[教育]HQ(人間性知能)でAI時代を生き抜くために必要な価値を創造する

人間社会は長い間、能力を測る基準としてIQ(知能指数)を重宝してきました。その一方で、人間は学業だけではないはずだという意識もだんだん広がっていきました。アメリカの心理学者、ダニエル・ゴールマン氏は1995年、『EQ~こころの知能指数』という本で、一つの対案を出します。心・感情(Emotion)をコントロールする能力として、EQ(感情指数)を提唱したのです。

IQがどんなに高くても、感情のコントロールが下手だと集団作業ができない。EQが高ければ、家族、友人、同僚、上司などたくさんの人々とコミュニケーションが上手にとれるようになり、成長や成功につながる、という考え方です。多くの人に支持されました。

さらに、ゴールマン氏は2007年に出版した続編『SQ~生きかたの知能指数』で、SQ(社会的知性)の大切さを説きました。これは「他人から何を感じるか」、そして「その上でどう動くか」という能力です。他者の心に波長を合わせ、肯定的な人間関係を作ることで、ビジネスもうまくいきやすくなるとされます。

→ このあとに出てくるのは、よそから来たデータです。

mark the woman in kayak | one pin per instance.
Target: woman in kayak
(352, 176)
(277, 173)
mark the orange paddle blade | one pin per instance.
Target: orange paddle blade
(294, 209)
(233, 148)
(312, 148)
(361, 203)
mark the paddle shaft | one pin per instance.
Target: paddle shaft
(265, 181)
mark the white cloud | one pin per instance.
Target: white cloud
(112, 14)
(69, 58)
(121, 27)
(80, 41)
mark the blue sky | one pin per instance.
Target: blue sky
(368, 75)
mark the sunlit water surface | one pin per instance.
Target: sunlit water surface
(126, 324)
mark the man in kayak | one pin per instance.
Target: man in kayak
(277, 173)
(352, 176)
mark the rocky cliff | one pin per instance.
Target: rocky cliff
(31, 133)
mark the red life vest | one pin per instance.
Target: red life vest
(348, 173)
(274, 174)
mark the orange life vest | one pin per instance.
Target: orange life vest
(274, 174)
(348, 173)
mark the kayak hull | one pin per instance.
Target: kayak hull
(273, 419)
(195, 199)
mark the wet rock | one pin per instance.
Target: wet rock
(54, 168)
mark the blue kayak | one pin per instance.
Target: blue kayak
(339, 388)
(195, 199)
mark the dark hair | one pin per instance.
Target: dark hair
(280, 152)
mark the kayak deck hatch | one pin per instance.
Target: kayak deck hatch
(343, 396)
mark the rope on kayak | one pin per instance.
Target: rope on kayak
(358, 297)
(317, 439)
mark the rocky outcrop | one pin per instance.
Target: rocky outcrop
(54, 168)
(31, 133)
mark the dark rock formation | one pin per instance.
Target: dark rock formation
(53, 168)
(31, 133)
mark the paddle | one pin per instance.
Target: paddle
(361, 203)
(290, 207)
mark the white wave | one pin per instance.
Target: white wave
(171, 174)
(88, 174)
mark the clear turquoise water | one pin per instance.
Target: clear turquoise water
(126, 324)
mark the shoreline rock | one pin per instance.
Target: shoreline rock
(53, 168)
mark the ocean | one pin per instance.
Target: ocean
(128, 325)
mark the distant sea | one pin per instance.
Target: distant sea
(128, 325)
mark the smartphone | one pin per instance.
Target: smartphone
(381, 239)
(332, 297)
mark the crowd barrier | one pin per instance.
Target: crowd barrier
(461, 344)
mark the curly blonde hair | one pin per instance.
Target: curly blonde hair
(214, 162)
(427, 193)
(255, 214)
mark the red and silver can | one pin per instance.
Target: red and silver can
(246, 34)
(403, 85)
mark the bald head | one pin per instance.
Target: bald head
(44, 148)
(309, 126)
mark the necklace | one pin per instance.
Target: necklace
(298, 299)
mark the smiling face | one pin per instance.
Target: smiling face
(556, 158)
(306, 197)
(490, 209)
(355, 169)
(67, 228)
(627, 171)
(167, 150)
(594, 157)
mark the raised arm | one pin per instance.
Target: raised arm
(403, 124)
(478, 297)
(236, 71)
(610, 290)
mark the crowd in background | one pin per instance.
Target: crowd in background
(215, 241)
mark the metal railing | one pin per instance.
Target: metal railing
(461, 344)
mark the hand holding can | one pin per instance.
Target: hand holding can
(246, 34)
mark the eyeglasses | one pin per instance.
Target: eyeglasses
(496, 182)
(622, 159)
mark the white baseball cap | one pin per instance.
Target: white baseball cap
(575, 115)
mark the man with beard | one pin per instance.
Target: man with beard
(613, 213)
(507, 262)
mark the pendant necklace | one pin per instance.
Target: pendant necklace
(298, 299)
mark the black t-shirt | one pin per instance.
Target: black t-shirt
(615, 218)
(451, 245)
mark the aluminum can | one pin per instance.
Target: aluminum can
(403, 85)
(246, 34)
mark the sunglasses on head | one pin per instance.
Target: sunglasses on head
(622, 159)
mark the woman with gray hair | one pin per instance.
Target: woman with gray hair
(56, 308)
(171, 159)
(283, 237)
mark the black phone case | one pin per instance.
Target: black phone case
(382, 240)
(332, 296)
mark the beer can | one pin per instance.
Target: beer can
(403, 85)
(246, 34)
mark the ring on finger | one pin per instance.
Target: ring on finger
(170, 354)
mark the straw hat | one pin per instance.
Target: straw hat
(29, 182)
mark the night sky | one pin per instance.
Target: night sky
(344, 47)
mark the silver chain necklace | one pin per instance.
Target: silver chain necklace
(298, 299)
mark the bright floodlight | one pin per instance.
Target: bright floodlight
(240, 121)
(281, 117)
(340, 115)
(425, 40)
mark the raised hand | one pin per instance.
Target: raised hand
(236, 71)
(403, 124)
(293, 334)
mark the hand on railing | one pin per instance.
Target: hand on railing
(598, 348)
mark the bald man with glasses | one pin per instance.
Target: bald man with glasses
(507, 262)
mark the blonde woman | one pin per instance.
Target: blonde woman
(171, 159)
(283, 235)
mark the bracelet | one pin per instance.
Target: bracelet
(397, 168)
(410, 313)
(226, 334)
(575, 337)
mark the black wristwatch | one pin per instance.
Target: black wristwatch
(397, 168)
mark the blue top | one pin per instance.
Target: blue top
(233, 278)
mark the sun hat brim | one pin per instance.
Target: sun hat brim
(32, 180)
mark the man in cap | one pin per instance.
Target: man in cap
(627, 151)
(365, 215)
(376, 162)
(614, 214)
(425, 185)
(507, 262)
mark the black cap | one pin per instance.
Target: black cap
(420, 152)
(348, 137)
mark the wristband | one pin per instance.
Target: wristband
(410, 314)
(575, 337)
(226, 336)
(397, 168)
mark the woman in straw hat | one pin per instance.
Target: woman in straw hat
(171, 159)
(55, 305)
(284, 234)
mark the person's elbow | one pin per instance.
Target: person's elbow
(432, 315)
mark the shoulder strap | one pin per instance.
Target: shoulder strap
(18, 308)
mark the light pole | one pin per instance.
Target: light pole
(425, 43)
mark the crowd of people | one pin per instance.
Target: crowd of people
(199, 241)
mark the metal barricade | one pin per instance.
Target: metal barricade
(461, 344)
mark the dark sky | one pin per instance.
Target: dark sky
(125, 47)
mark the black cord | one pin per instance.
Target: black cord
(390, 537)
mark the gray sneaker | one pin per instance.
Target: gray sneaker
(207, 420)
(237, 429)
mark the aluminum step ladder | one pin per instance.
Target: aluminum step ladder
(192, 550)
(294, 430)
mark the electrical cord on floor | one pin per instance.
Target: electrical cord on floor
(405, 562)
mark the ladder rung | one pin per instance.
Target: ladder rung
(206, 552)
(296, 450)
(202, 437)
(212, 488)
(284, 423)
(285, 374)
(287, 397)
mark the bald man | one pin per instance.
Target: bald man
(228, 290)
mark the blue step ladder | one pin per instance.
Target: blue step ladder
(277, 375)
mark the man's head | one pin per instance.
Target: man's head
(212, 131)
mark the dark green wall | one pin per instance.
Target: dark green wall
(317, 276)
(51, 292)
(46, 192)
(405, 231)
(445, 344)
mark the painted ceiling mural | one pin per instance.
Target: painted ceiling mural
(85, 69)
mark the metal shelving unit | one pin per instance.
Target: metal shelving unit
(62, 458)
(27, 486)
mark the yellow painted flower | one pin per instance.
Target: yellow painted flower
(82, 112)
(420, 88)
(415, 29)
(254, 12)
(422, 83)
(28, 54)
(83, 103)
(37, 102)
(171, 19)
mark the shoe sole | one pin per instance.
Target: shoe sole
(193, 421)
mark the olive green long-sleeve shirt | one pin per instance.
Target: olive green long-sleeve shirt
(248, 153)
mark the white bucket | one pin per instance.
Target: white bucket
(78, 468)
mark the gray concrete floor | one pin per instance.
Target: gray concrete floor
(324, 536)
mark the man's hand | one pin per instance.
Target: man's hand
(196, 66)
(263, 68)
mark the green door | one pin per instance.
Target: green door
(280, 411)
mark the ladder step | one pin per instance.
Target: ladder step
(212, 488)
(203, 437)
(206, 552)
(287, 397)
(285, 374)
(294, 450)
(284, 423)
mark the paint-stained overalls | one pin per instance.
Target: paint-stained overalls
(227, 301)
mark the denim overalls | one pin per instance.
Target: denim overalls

さらに、最近注目されているのが、HQ(人間性知能)という概念です。これは、一言でいえば「人間力」。つまり、AI(人工知能)にはできないこと、人間にしかできないことをする能力です。HQには、EQやSQも含まれます。感情やストレスを上手にコントロールし、良好な人間関係を構築しながら、自分ならではの新しい価値を創造する力が、HQの本質です。ビジョンを持ち、そのビジョンに向かって努力したり、協調性や思いやりを大切にしながら他者や社会に貢献したり—といった行動力も、HQで問われます。

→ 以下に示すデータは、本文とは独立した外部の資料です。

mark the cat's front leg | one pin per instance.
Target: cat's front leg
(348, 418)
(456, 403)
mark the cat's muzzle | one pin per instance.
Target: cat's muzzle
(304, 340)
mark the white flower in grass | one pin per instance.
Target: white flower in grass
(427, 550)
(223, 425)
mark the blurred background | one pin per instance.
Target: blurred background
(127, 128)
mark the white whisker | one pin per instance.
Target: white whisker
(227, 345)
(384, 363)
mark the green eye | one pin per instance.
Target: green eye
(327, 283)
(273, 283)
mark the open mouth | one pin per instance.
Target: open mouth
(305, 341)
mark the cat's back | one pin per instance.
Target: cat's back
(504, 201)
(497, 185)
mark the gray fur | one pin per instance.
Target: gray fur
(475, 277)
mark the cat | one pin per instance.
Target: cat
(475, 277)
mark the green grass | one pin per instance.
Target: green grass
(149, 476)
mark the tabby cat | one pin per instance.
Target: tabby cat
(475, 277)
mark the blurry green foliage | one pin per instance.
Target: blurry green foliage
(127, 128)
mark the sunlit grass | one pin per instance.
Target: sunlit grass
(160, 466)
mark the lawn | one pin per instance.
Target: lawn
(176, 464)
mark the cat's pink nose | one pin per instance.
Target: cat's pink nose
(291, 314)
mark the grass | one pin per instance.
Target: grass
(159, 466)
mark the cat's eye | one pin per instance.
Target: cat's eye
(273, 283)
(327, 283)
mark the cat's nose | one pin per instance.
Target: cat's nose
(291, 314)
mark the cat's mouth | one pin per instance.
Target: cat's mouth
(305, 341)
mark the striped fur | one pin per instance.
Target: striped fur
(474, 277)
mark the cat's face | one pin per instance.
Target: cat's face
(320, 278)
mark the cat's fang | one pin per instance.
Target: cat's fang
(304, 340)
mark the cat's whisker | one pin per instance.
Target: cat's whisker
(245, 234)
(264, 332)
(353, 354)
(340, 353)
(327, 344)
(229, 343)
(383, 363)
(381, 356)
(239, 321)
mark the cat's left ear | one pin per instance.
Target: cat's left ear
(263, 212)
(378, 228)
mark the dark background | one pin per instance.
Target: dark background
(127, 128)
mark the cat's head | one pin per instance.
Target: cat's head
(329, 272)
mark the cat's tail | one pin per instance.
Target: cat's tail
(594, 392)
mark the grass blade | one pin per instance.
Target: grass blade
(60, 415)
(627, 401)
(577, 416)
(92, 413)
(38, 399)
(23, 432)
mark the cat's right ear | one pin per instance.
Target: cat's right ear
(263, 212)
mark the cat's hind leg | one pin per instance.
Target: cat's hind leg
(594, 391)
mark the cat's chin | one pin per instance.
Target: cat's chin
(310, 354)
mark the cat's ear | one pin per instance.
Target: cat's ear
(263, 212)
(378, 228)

ノーベル物理学賞を受賞した江崎玲於奈氏は、人間の知性を「創造力」と「分別力」に分けたうえで、「大量のデータを瞬時に学習するAIは、人間をはるかに超える分別力を備えることも可能であろう。だが創造力は持ち合わせていない。人間はこれまで以上に、独自の創造力に生きがいを見いださねばならない」と指摘しています。

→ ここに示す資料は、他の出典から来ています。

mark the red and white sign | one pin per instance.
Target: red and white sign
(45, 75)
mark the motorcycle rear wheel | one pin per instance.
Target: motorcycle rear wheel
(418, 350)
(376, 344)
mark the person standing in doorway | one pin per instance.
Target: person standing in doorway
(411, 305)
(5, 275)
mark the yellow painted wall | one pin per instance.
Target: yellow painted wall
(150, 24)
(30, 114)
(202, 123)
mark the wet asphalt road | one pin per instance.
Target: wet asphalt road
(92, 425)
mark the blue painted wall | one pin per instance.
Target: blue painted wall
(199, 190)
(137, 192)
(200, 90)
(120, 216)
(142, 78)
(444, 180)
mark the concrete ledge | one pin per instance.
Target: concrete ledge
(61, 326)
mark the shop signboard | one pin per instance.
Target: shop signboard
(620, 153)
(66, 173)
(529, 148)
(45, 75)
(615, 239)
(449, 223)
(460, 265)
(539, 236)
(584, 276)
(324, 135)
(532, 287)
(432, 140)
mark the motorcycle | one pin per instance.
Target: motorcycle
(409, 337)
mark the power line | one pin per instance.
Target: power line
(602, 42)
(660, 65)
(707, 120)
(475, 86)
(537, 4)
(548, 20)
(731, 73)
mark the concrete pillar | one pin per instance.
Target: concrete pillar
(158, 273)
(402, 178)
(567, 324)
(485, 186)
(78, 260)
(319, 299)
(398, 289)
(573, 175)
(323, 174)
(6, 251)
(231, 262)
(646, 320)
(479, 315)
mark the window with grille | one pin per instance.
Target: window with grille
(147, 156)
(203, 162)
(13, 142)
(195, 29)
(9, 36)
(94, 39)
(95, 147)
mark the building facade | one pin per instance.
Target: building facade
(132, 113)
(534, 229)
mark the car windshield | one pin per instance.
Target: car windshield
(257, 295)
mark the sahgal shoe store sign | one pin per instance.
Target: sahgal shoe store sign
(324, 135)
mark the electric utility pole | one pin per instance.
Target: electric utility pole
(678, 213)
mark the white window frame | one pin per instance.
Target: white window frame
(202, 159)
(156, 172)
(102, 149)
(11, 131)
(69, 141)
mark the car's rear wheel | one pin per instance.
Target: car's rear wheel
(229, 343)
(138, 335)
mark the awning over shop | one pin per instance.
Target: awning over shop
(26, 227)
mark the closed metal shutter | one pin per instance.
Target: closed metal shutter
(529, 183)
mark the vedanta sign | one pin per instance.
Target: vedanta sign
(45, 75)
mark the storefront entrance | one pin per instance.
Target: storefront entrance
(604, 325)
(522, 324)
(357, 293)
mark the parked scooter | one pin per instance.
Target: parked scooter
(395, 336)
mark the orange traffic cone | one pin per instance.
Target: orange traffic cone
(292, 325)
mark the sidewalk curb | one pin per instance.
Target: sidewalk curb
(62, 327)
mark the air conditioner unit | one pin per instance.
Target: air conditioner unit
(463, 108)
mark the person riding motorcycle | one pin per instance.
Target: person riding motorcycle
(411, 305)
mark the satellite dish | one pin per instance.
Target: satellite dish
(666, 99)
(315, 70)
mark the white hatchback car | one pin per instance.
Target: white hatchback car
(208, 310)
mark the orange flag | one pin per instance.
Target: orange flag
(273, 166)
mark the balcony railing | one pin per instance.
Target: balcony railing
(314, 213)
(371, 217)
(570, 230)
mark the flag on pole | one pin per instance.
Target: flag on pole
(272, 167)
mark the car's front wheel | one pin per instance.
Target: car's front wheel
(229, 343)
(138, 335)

1本のライ麦から出ている根を合わせると、1万キロ以上にもなるそうです。「良樹細根(りょうじゅさいこん)」「大樹深根(だいじゅしんこん)」という言葉があるように、健やかに伸びる大樹は、地下に深く広く細やかに根を張りめぐらせ、しっかりと大地につながっています。

今までの教育では、子どもたちは学校や塾から肥料を与えられ、それを吸収しながら一律で高さを競ってきました。これからは、いかに自分ならではの「根」を深く巡らせて、強風が来ても倒れないような強い木に育つか、という点が大切になります。環境や周囲とも調和しながら、自分らしく伸びる。そのためにも、HQを養うことが大切ですね。